Mary gave a little laugh. ‘You’ve been reading too many Harriet Vane novels!’
‘That’s true.’
‘Imagine there’s an invisible barrier. These folding tables are for Sandy to use when he comes.’ She brightened as she spoke my brother’s name: Mary visibly brightened. ‘He’s working on a project in London that he can’t get out of till the middle of July, and I suppose Dr Housman might come back before then, but I thought I’d try to get things ready for Sandy just in case.’
She paused, still a little bit flushed, and it dawned on me that she called me ‘Julia’ and she called the missing antiquarian ‘Dr Housman’ and the ‘dear’ Water Bailiff got called by his military rank. But when Mary spoke of my big brother, Grandad’s heir, who has always been ‘the Honourable Alexander Lawson Murray Wallace Beaufort-Stuart’ and is now by Special Remainder ‘Alexander Beaufort-Stuart, Earl of Strathfearn’, she simply called him ‘Sandy’. And he wasn’t even here yet.
‘Mary, you have given yourself away,’ I said, and she knew exactly what I was talking about, because her smooth and shapeless cheeks went even pinker. ‘You and Sandy?’
‘No, no! We’re friends. I read his article and wrote to him about it, and he wrote back. We write to each other all the time now, by return post sometimes. He visited in the spring to see your grandfather just before he died, and … and Sandy and I went walking.’
‘Just walking?’ I said, disbelieving. I wasn’t trying to be coy. I really wanted to know.
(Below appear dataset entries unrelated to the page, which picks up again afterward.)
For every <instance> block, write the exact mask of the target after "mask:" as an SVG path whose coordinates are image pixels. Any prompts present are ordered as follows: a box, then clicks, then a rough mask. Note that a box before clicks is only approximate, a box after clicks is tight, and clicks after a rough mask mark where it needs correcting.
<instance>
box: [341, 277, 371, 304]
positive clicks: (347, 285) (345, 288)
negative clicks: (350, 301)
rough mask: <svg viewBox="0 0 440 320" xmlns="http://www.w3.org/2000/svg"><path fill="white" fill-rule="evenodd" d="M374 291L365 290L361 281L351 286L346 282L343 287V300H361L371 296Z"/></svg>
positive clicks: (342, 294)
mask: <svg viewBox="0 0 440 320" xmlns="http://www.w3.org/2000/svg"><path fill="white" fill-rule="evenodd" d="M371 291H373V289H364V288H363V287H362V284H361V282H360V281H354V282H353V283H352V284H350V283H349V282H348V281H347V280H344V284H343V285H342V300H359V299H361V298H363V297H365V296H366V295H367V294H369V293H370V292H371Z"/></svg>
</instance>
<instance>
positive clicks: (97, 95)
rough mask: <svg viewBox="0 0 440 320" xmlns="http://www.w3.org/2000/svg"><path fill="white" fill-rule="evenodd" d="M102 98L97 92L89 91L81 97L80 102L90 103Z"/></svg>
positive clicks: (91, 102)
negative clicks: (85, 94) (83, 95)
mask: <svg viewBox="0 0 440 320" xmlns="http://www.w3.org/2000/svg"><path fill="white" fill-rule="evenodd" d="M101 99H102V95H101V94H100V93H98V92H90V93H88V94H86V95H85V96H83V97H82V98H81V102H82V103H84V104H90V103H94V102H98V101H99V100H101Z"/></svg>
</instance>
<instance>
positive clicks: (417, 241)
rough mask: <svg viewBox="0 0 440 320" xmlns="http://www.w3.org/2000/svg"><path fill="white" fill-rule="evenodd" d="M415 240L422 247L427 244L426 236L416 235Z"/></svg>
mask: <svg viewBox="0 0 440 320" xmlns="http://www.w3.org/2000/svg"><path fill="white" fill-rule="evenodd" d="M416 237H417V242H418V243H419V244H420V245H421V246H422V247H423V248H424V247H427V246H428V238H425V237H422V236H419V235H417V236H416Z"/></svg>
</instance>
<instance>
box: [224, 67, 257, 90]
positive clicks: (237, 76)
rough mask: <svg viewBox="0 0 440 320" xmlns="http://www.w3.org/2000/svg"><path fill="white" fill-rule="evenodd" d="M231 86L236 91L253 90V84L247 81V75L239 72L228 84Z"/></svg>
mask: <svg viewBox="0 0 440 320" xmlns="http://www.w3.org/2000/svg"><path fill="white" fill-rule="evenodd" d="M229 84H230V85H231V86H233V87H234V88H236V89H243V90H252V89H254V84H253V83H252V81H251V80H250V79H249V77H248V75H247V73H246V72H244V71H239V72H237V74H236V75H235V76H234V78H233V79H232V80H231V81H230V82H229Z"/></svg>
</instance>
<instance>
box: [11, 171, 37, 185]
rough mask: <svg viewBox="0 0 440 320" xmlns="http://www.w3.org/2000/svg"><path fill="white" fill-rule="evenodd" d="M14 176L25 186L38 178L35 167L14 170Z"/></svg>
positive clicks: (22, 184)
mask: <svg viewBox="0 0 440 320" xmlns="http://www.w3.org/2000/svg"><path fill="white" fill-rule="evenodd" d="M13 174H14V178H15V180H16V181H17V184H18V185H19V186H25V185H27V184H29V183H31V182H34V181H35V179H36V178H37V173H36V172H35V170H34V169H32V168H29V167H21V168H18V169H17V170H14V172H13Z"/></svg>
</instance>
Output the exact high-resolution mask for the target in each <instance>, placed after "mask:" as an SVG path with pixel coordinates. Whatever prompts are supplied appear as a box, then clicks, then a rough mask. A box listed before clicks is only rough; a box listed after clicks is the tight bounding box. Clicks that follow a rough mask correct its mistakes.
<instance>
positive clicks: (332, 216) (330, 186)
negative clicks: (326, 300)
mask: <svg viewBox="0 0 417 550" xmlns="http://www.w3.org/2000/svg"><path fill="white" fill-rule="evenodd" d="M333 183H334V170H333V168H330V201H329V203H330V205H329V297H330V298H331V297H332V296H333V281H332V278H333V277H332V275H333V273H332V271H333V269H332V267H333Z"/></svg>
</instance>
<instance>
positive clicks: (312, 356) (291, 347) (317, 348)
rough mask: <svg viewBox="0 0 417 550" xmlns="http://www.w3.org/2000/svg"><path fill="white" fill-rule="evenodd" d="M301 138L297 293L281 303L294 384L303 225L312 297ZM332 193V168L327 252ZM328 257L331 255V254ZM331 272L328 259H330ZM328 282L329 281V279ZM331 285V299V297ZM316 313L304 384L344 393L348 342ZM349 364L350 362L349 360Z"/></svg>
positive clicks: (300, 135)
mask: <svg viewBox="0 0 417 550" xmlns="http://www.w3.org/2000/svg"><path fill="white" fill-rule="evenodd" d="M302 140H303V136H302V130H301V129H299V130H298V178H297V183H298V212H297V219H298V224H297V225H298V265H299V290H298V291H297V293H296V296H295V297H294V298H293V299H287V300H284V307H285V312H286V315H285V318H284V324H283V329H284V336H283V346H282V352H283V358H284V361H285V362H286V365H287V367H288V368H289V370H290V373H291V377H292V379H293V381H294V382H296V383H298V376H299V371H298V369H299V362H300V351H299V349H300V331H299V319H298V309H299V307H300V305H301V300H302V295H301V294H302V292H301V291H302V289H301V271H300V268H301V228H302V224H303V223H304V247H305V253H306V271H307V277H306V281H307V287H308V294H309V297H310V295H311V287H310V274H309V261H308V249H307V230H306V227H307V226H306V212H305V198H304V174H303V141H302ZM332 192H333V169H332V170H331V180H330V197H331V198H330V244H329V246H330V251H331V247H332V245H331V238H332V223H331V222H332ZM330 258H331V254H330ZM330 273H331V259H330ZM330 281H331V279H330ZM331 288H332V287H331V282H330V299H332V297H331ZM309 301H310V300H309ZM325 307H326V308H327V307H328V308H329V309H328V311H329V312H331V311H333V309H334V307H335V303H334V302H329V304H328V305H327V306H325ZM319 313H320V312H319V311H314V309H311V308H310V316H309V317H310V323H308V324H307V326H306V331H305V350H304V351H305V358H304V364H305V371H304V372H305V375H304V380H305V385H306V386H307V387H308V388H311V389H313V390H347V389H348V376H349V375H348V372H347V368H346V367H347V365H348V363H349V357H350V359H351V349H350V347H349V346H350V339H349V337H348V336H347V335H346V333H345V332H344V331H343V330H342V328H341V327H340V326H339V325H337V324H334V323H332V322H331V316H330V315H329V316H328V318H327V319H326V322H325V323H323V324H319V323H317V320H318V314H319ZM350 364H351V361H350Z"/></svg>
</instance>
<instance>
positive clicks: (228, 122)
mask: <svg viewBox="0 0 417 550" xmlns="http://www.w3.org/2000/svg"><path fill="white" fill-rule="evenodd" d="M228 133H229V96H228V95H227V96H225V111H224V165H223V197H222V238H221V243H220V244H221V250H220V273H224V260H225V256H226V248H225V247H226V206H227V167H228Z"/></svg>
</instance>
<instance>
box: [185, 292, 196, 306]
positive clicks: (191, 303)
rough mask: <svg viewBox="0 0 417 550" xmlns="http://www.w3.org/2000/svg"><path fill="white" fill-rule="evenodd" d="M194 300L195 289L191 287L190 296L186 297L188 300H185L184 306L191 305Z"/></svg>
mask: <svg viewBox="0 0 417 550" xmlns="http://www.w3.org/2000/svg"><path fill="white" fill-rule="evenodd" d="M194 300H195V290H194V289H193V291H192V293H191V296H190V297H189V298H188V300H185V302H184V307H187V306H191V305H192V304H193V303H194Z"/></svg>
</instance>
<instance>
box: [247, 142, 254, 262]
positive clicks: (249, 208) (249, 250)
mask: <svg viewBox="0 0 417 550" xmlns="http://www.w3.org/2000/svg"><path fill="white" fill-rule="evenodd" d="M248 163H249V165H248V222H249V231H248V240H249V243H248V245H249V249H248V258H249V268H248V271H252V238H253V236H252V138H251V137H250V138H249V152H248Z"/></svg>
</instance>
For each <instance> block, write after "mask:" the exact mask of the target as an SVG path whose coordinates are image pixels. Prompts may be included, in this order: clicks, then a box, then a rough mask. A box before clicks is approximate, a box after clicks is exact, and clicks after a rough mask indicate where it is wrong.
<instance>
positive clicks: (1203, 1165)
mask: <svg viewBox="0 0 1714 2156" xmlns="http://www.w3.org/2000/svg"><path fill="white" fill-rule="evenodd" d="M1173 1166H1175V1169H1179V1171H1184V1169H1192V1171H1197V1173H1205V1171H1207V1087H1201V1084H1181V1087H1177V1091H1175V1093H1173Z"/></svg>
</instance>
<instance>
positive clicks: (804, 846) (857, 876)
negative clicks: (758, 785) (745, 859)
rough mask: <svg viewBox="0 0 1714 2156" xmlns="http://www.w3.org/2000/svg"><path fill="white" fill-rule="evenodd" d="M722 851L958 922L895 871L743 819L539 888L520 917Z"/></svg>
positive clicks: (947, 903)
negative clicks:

‘Well, no! Not just walking. But not what you think. He sat here after your grandfather’s funeral and drank such a quantity of whisky that I thought he’d drown himself – in the River Fearn, properly, not metaphorically in drink – if he tried to make his way back to the Big House alone in the dark. I let him stay here, which was perhaps not the correct thing to do, but he’d fallen asleep at last in the chair in my study and I didn’t have the heart to wake him.’